Each group was equipped with a netbook, and some students chose to use their phones. A Desmos binomial distribution explorer I had pre-made was linked on Edmodo. The explorer allows students to set the paremeters of a binomial distribution, n and p, and view the resulting probability distribution. After a few minutes of playing, I asked students what they noticed about these distributions.

A lot of them look normal.

Yup. And now the hook has been cast. Which of these distributions “appear” normal, and under what conditions? In their teams, students adjusted the parameters and assessed the normality. In the expressions, the normal overlay provides a theoretical normal curve, based on the binomial mean and standard deviation, along with error dots. This provides more evidence as students debate normal-looking conditions.

Each group was then asked to summarize their findings:

- Provide 2 settings (n and p) which provide firm normality.
- Provide 2 settings (n and p) which provide a clearly non-normal distribution.
- Optional: provide settings which have you “on the fence”

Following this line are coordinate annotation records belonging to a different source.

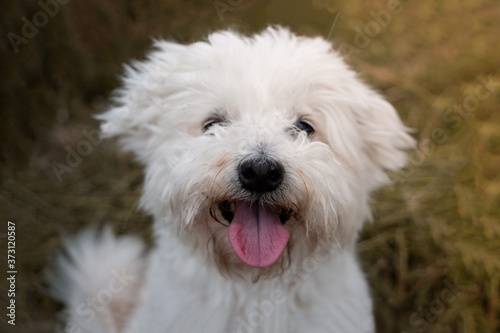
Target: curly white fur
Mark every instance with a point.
(258, 88)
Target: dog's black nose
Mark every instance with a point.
(261, 175)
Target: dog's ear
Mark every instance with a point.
(138, 108)
(385, 138)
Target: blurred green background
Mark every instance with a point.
(432, 255)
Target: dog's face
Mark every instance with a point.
(254, 144)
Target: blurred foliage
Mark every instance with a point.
(433, 253)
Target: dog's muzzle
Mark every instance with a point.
(260, 175)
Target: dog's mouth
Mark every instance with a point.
(227, 209)
(256, 232)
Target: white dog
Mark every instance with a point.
(260, 154)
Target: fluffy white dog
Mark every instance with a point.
(260, 154)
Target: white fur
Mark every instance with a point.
(262, 85)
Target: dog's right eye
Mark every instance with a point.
(211, 122)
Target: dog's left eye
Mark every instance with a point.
(306, 127)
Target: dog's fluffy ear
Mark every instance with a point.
(138, 108)
(385, 138)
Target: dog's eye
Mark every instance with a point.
(306, 127)
(211, 122)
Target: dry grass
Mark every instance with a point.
(432, 255)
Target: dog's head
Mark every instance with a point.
(252, 144)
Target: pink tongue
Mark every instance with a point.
(256, 234)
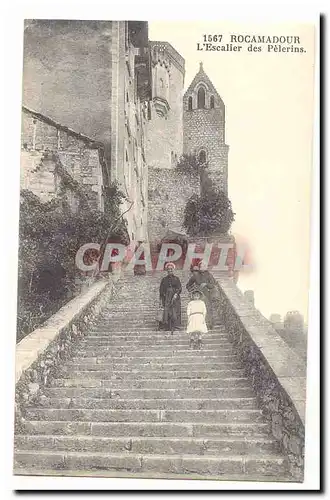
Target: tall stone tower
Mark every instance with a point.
(204, 127)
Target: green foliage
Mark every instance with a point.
(50, 235)
(210, 213)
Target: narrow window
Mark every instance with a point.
(201, 98)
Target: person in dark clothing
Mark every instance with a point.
(203, 281)
(169, 293)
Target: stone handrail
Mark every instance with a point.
(38, 354)
(277, 374)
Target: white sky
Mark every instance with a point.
(269, 129)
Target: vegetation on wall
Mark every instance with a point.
(49, 236)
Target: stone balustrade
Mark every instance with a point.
(39, 353)
(278, 375)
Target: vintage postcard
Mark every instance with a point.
(163, 266)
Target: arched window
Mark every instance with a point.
(202, 156)
(201, 98)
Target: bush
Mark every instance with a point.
(49, 237)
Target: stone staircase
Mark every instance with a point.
(136, 402)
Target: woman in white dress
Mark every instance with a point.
(196, 312)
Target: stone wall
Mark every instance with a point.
(168, 193)
(51, 152)
(67, 73)
(204, 130)
(39, 353)
(277, 374)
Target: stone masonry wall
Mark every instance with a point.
(168, 192)
(49, 152)
(204, 129)
(39, 353)
(277, 374)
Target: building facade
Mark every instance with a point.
(106, 82)
(204, 124)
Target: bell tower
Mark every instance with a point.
(204, 127)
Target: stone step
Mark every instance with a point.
(87, 364)
(146, 445)
(180, 464)
(121, 329)
(132, 415)
(150, 404)
(104, 374)
(177, 393)
(157, 429)
(230, 382)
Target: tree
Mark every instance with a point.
(209, 213)
(49, 238)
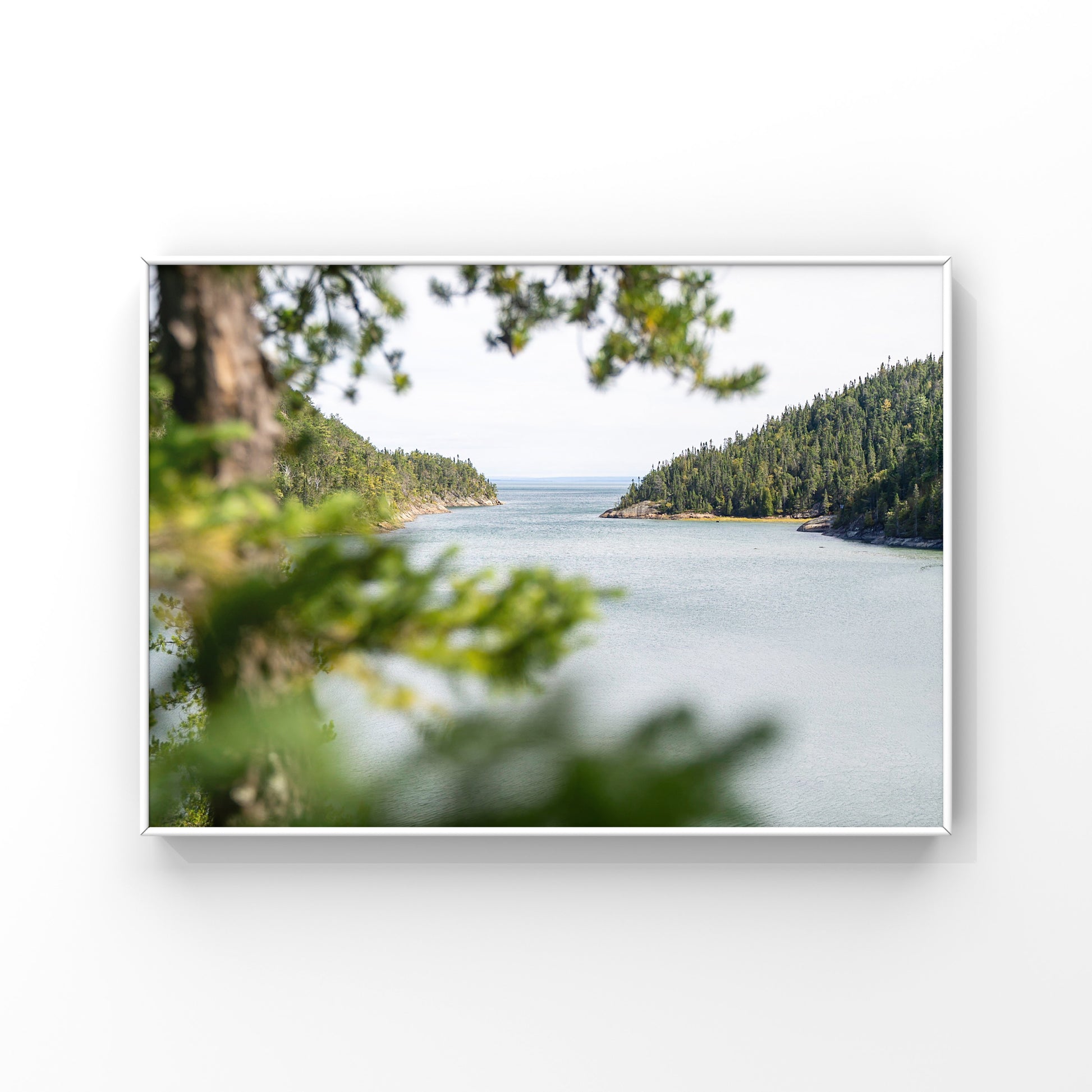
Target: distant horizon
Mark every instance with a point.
(538, 416)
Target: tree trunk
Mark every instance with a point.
(211, 351)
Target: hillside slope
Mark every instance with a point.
(869, 455)
(323, 455)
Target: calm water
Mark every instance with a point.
(841, 644)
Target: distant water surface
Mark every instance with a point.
(840, 643)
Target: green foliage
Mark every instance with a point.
(857, 452)
(323, 456)
(264, 585)
(276, 593)
(315, 315)
(653, 316)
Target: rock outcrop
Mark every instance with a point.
(876, 536)
(643, 510)
(436, 507)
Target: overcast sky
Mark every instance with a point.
(815, 328)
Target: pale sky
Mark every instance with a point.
(538, 416)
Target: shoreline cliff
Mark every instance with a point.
(809, 521)
(650, 510)
(859, 533)
(438, 506)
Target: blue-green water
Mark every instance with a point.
(840, 643)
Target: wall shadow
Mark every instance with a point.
(959, 848)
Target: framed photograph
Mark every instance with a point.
(546, 545)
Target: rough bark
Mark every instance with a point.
(211, 351)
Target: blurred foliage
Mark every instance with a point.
(259, 593)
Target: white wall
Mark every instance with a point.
(136, 963)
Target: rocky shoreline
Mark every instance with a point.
(857, 532)
(436, 507)
(822, 525)
(650, 510)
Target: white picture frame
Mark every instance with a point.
(945, 829)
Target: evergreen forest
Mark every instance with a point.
(871, 452)
(323, 456)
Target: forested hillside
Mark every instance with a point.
(323, 455)
(875, 449)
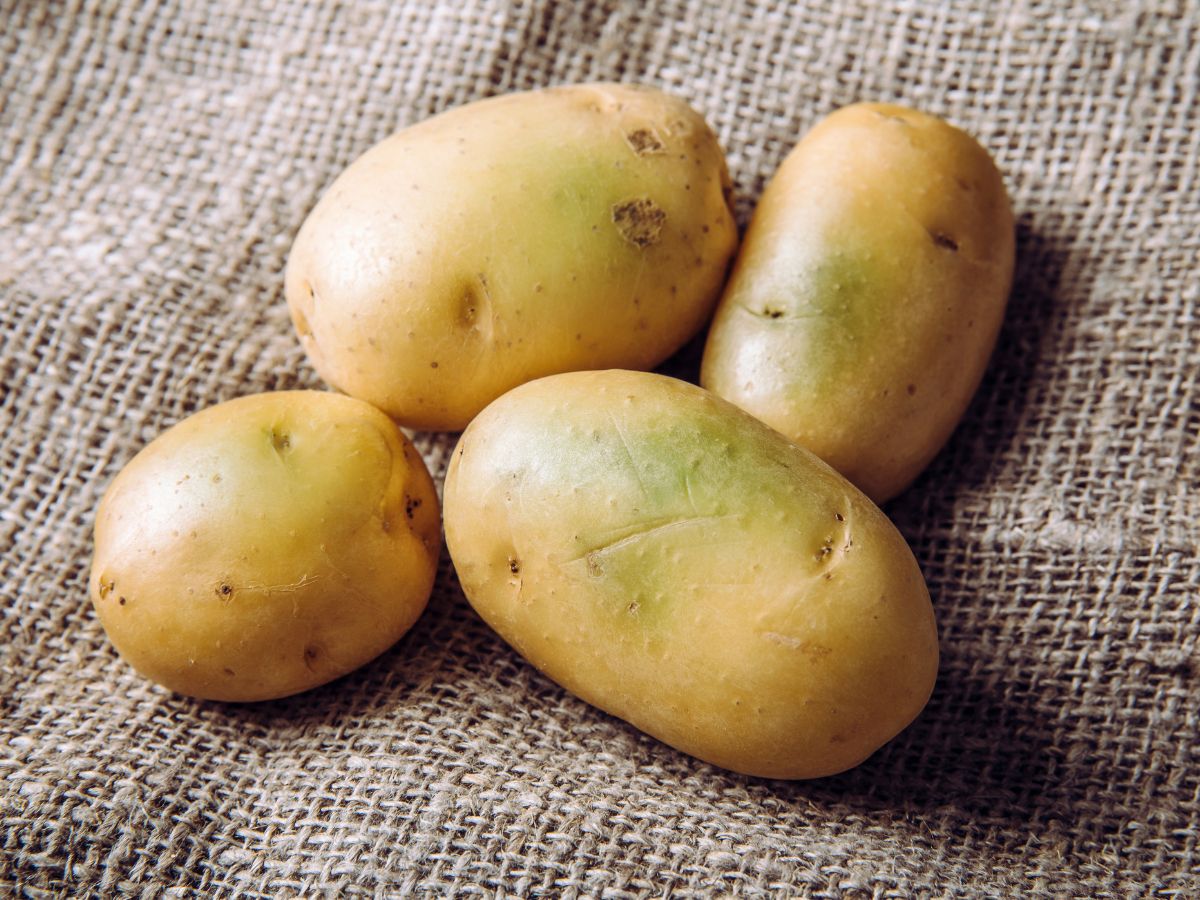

My student volunteer (I pay in Jolly Ranchers) recorded our “yes, it’s normal!” data, using a second Desmos parameter tracker. What do we see in these results?

Students quickly agreed that higher sample sizes were more likely to associate with a normal approximation. Now let’s add in some clearly non-normal data dots. After a few dots were contributed, I gave an additional challenge – provide parameters with a larger sample size which seem anti-normal. Hers’s what we saw:

The discussion became quite spirited: we want larger sample sizes, but extreme p’s are problematic – we need to consider sample size and probability of success together! Yes, we are there! The rules of thumb for a normal approximation to a binomial had been given in a flipped video lecture given earlier, but now the interplay between sample size and probability of success was clear:

And what happens when we overlay these two inequalities over our observations?

Awesomeness! And having our high sample sizes clearly outside of the solution region made this all the more effective.

Really looking forward to bringing this graph back when we discuss hypothesis testing for proportions.